Text mining, unlike other fields of data mining, it requires expertise on many disciplines. To make meaningful conclusions, we'll need psychology, sociology, marketing, just to name a few. It can't be and shouldn't be finished by data scientists only. However, text mining is not accessible for most people. Take web data text mining for exam, there're three difficulties:
1. Collecting data is hard
Though data are open and free online, there're often too big and messy to be downloaded by hand. It requires some programming and data management skills.
2. Data is dirty and messy
Text data is made by people. People can make terrible data with strange spelling, grammar, format, encoding... Data cleaning on text data is a big challenge.
3. Fitting model & visualization is complicated
Text data is unstructured. That makes modeling and visualizing complicated. Knowledge on both math and programming is required.
About this project
In this project, I made a graphical interface for text mining on posts from Reddit.com. It's an App with considerable text data that everyone can download and run. It provides options for searching and extracting data, outputs statistics and plots. Note that since post contents and comments vary from boards (some boards even don't have contents, only titles. And many posts have no comments), to be consistent, we focus on analyzing title text data.
In this article and the following posts, I will show:
When open up, you will see an interface like this:
There're two parts: Control panel, Output panel.
The first thing to do is to select a Reddit board (or subreddit) that you want to analyze. The list shows all available data sets.
Once selected, you'll see five panel's show up in the output panel.
General Info:
Shows basic description about the data set.
Author, Keyword, Exclude and
Data range are related to filter which will be described later in this article.
Stat. of posts and comment number:
Shows minimum, maximum, 1st and 3rd Quartile, mean and median of points and comment number.
Boxplot of points and comment number:
Visualizes the stat. of points and comment number. For interpretation of Boxplots, see
Boxplot. Note that outliers are excluded from plotting for scaling concern.
Histogram of post number over time:
Shows number of post in the time range.
Sample of data:
Lists the first 10 post from the data set. Not sorted by time.
Also, once a data set is selected, a
filter option will show up.
Click on it, filter options will show.
Date range:
Selects only within a range of dates.
Author ID:
Searches a post author's ID.
Include keywords:
Selects posts containing some keywords. For multiple keywords, use semi-colon (";") to separate. The
Union option gives all posts containing AT LEAST one of the keywords. The
Intersect option selects only posts containing ALL keywords.
Exclude keywords:
Expludes posts containing keywords from selection. For multiple inputs, use semi-colon (";") to separate.
Points & comment number:
Selects only posts in the ranges of points and comment number.
Note that the outputs change dynamically while filtering.

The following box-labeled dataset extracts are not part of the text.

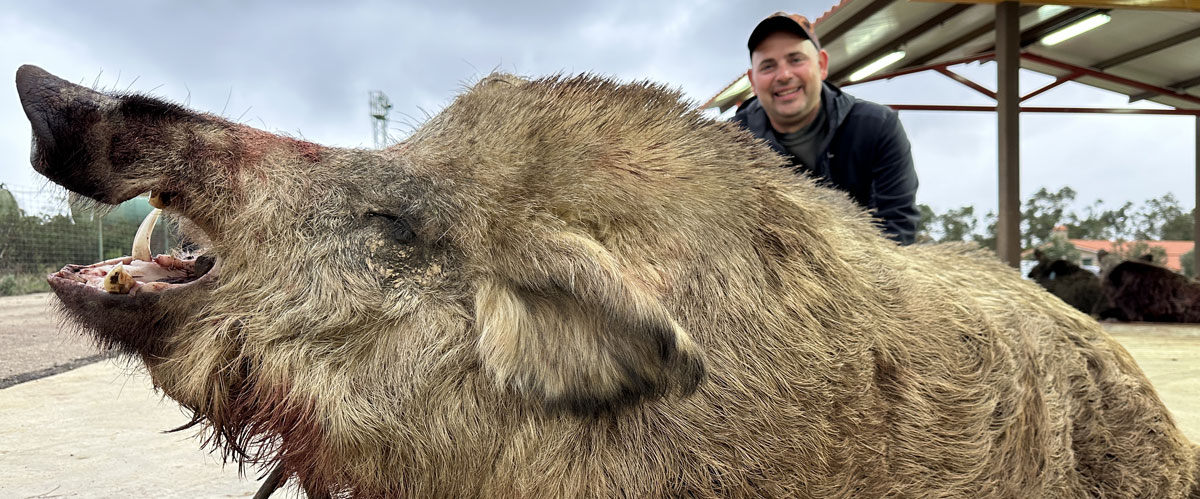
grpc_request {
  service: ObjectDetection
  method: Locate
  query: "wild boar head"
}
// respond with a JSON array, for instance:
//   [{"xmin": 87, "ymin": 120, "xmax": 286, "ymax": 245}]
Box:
[{"xmin": 17, "ymin": 66, "xmax": 820, "ymax": 489}]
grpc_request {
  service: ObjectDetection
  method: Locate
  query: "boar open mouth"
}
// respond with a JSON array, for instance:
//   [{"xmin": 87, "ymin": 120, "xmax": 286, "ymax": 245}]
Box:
[
  {"xmin": 49, "ymin": 254, "xmax": 217, "ymax": 296},
  {"xmin": 17, "ymin": 66, "xmax": 220, "ymax": 301}
]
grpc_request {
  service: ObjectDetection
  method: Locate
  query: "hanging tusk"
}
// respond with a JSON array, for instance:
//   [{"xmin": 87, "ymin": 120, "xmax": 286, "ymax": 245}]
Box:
[{"xmin": 131, "ymin": 208, "xmax": 162, "ymax": 261}]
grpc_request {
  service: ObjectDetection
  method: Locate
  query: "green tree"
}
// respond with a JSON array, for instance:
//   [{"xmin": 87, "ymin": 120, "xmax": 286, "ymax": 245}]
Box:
[
  {"xmin": 971, "ymin": 211, "xmax": 998, "ymax": 251},
  {"xmin": 1135, "ymin": 193, "xmax": 1195, "ymax": 241},
  {"xmin": 917, "ymin": 204, "xmax": 937, "ymax": 244},
  {"xmin": 1021, "ymin": 187, "xmax": 1075, "ymax": 247},
  {"xmin": 1067, "ymin": 199, "xmax": 1134, "ymax": 241},
  {"xmin": 1038, "ymin": 233, "xmax": 1081, "ymax": 264}
]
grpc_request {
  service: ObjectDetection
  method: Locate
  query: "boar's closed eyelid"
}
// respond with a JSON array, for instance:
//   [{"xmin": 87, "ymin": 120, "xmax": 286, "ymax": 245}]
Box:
[{"xmin": 367, "ymin": 211, "xmax": 416, "ymax": 245}]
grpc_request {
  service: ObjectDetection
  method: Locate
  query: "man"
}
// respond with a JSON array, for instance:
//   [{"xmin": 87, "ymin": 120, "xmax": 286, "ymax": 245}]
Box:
[{"xmin": 733, "ymin": 12, "xmax": 920, "ymax": 245}]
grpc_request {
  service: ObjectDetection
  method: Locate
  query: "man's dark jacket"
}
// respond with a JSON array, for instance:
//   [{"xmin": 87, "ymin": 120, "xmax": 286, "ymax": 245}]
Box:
[{"xmin": 733, "ymin": 83, "xmax": 920, "ymax": 245}]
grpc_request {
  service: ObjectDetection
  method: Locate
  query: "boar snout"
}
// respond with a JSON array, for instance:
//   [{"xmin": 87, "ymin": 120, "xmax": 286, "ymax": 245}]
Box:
[{"xmin": 17, "ymin": 65, "xmax": 115, "ymax": 202}]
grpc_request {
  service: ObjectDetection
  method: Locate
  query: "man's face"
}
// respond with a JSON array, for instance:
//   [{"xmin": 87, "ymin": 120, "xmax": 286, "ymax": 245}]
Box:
[{"xmin": 746, "ymin": 31, "xmax": 829, "ymax": 133}]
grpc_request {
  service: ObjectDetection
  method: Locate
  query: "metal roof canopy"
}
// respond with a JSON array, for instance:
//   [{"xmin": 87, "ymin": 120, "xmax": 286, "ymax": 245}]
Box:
[{"xmin": 703, "ymin": 0, "xmax": 1200, "ymax": 269}]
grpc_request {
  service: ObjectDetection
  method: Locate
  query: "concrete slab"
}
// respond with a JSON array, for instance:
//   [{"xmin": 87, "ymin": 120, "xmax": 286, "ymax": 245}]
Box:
[{"xmin": 0, "ymin": 360, "xmax": 278, "ymax": 498}]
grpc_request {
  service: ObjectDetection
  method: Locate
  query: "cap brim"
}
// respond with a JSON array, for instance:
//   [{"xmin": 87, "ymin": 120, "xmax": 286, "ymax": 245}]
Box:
[{"xmin": 746, "ymin": 16, "xmax": 816, "ymax": 53}]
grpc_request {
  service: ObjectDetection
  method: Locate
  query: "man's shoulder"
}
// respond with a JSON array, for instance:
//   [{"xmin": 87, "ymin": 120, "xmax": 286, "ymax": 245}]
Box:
[{"xmin": 730, "ymin": 97, "xmax": 767, "ymax": 137}]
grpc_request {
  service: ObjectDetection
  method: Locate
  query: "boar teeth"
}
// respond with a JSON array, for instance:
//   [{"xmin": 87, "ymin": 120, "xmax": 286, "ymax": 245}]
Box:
[
  {"xmin": 150, "ymin": 191, "xmax": 170, "ymax": 210},
  {"xmin": 131, "ymin": 208, "xmax": 162, "ymax": 261},
  {"xmin": 104, "ymin": 264, "xmax": 134, "ymax": 295}
]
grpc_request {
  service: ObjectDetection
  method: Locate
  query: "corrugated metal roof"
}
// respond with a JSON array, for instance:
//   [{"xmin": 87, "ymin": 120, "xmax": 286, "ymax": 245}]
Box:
[{"xmin": 703, "ymin": 0, "xmax": 1200, "ymax": 110}]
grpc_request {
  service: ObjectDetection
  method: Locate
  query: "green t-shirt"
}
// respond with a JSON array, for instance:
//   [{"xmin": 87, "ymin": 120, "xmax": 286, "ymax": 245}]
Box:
[{"xmin": 775, "ymin": 106, "xmax": 829, "ymax": 173}]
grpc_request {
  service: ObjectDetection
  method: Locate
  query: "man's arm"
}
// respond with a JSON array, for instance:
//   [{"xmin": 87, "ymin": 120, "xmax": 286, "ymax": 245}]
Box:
[{"xmin": 871, "ymin": 109, "xmax": 920, "ymax": 245}]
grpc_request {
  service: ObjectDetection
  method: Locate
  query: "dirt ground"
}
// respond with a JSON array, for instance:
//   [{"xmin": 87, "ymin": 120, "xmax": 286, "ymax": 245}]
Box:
[{"xmin": 0, "ymin": 293, "xmax": 107, "ymax": 389}]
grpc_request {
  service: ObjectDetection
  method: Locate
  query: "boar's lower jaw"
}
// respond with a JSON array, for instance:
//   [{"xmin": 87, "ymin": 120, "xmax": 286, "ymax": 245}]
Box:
[{"xmin": 47, "ymin": 255, "xmax": 220, "ymax": 355}]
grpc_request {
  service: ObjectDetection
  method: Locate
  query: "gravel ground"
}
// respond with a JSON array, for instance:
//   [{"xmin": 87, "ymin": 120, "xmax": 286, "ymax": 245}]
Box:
[{"xmin": 0, "ymin": 293, "xmax": 108, "ymax": 389}]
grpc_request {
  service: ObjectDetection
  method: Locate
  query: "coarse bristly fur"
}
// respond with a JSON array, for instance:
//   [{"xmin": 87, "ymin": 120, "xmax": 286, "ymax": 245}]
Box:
[{"xmin": 17, "ymin": 67, "xmax": 1198, "ymax": 498}]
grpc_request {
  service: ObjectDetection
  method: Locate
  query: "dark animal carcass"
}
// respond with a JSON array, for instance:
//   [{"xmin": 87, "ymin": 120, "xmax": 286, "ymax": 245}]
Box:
[{"xmin": 1099, "ymin": 256, "xmax": 1200, "ymax": 323}]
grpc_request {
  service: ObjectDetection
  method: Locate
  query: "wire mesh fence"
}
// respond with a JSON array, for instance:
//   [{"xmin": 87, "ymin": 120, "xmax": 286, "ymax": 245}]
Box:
[{"xmin": 0, "ymin": 184, "xmax": 174, "ymax": 296}]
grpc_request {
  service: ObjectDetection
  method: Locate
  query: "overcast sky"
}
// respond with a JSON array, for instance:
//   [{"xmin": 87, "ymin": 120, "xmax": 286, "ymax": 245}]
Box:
[{"xmin": 0, "ymin": 0, "xmax": 1195, "ymax": 218}]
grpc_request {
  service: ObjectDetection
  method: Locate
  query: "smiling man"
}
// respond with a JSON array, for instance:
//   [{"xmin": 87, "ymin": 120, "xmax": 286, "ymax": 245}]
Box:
[{"xmin": 733, "ymin": 12, "xmax": 920, "ymax": 245}]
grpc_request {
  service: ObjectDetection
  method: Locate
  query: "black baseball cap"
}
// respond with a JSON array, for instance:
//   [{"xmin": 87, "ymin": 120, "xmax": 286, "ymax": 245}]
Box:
[{"xmin": 746, "ymin": 12, "xmax": 821, "ymax": 54}]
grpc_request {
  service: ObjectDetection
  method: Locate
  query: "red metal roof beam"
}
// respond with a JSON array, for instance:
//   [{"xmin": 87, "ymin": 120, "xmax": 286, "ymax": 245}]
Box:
[
  {"xmin": 1021, "ymin": 72, "xmax": 1084, "ymax": 102},
  {"xmin": 827, "ymin": 4, "xmax": 971, "ymax": 83},
  {"xmin": 1021, "ymin": 52, "xmax": 1200, "ymax": 104},
  {"xmin": 934, "ymin": 67, "xmax": 996, "ymax": 98}
]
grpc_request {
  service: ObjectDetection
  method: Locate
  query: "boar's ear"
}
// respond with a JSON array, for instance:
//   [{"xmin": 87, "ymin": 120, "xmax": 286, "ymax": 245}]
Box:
[{"xmin": 475, "ymin": 233, "xmax": 706, "ymax": 413}]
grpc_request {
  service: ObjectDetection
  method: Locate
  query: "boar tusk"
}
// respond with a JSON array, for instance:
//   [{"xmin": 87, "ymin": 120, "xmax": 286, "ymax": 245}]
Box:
[
  {"xmin": 131, "ymin": 208, "xmax": 162, "ymax": 261},
  {"xmin": 104, "ymin": 264, "xmax": 134, "ymax": 295}
]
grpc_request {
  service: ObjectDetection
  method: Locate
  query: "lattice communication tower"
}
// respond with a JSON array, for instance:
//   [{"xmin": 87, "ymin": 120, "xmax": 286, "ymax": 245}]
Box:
[{"xmin": 367, "ymin": 90, "xmax": 391, "ymax": 149}]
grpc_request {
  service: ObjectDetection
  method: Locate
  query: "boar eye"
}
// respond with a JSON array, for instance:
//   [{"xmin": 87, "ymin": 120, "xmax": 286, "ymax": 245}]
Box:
[{"xmin": 367, "ymin": 211, "xmax": 416, "ymax": 245}]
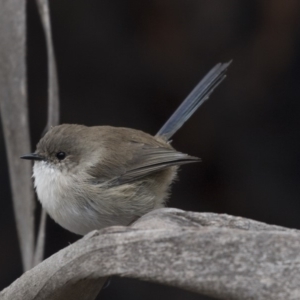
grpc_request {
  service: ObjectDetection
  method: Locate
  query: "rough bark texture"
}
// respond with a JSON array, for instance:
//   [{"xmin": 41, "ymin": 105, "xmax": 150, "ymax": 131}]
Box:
[
  {"xmin": 0, "ymin": 208, "xmax": 300, "ymax": 300},
  {"xmin": 0, "ymin": 0, "xmax": 34, "ymax": 270},
  {"xmin": 33, "ymin": 0, "xmax": 60, "ymax": 266}
]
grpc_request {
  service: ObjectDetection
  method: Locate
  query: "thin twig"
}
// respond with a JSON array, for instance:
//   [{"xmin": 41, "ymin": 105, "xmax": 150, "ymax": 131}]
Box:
[
  {"xmin": 34, "ymin": 0, "xmax": 59, "ymax": 265},
  {"xmin": 0, "ymin": 0, "xmax": 34, "ymax": 271}
]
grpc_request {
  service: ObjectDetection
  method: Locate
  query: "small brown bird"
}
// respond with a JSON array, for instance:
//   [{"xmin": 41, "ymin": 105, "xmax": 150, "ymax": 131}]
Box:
[{"xmin": 21, "ymin": 62, "xmax": 230, "ymax": 234}]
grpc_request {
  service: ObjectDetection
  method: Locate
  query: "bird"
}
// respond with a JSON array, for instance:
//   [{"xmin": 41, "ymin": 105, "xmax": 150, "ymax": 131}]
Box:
[{"xmin": 21, "ymin": 61, "xmax": 231, "ymax": 235}]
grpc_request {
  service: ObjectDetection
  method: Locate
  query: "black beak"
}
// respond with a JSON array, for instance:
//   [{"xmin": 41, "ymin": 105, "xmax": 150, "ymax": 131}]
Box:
[{"xmin": 20, "ymin": 153, "xmax": 45, "ymax": 160}]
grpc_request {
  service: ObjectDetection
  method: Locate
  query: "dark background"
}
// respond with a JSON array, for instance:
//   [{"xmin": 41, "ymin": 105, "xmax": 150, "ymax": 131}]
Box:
[{"xmin": 0, "ymin": 0, "xmax": 300, "ymax": 300}]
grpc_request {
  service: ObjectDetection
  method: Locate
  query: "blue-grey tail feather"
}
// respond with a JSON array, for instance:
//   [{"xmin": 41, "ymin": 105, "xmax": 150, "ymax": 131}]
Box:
[{"xmin": 156, "ymin": 61, "xmax": 231, "ymax": 140}]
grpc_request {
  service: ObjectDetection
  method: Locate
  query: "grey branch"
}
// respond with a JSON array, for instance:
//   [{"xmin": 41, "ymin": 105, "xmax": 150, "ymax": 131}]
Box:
[
  {"xmin": 36, "ymin": 0, "xmax": 59, "ymax": 130},
  {"xmin": 0, "ymin": 208, "xmax": 300, "ymax": 300},
  {"xmin": 34, "ymin": 0, "xmax": 59, "ymax": 265},
  {"xmin": 0, "ymin": 0, "xmax": 34, "ymax": 270}
]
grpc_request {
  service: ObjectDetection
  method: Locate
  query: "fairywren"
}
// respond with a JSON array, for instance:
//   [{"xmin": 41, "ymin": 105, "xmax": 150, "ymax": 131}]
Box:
[{"xmin": 21, "ymin": 62, "xmax": 230, "ymax": 235}]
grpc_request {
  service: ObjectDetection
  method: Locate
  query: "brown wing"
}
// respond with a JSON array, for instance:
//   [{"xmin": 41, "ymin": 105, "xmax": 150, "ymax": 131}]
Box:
[
  {"xmin": 110, "ymin": 145, "xmax": 200, "ymax": 184},
  {"xmin": 88, "ymin": 126, "xmax": 200, "ymax": 185}
]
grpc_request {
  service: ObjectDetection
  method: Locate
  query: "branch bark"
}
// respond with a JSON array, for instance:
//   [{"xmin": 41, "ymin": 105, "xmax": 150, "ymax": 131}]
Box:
[
  {"xmin": 0, "ymin": 0, "xmax": 34, "ymax": 270},
  {"xmin": 0, "ymin": 208, "xmax": 300, "ymax": 300},
  {"xmin": 33, "ymin": 0, "xmax": 60, "ymax": 266}
]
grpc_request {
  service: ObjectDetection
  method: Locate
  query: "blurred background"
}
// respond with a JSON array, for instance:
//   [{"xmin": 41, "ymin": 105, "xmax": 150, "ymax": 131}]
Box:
[{"xmin": 0, "ymin": 0, "xmax": 300, "ymax": 300}]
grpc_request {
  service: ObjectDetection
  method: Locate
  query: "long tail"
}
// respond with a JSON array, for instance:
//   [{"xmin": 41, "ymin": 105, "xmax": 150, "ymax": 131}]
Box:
[{"xmin": 156, "ymin": 61, "xmax": 231, "ymax": 140}]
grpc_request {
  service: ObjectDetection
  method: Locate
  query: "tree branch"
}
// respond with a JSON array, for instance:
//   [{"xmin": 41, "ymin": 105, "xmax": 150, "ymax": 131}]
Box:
[
  {"xmin": 0, "ymin": 208, "xmax": 300, "ymax": 300},
  {"xmin": 0, "ymin": 0, "xmax": 34, "ymax": 270}
]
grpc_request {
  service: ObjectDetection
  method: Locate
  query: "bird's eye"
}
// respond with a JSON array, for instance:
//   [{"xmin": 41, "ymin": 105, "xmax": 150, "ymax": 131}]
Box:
[{"xmin": 56, "ymin": 152, "xmax": 66, "ymax": 160}]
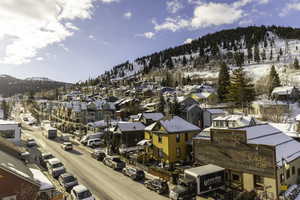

This is an example of filter. Here, we select data range from 2017-01-01 to 2017-05-01. Search keywords: trump and clinton using Union option. So posts containing either "trump" or "clinton" will be selected. Then exclude "email" and "wall", so that posts containing one of the two words are excluded. We set points range to greater than 100, and comment number range to greater than 10. We have 189 posts selected and they were mostly posted in Jan 2017 according to the histogram.
Now you can close the filter. The plot type panel provides plotting options.
Plot type:
Selects which plot to draw.
Remove frequent terms:
This option removes terms that show in too many posts from further mining or plotting. Though English
stop words will be eliminated automatically, there're still some other words that are meaningless yet common. For example, in the LifeProTips board, every post starts with "LPT:". The term "LPT" then dominates the analysis and becomes a noise. This option will remove terms show in a portion of posts (say, 0.01 of all posts). Don't worry about removing important terms. All terms removed will be listed on the top of output panel so you don't mess up.
Remove keywords:
You can of course remove specific terms. For multiple terms, use semi-colon to separate.
We will introduce the output plot types and how to interpret them. But before that, there are some basic knowledge need to be keep in mind.
1. Term frequency (tf) & Inverse document frequency (idf)
Term frequency is the count of each term in a document. Just like a homework for elementary school kids: count how many "cats" in the story book. It is a basic and straight forward measure of the role/ importance of a term in a document.
However, often time a term shows many times doesn't mean it's important. Imagine words like "a", "at", "to". They are essential in English grammar, but not too meaningful for analysis. Thus a weighting technique is introduced as Inverse-document-frequency (idf). It computes the log of ratio of total number of documents and number of documents that contain a term. So that, the more universal a term is (like "to" and "at"), the samller idf it has.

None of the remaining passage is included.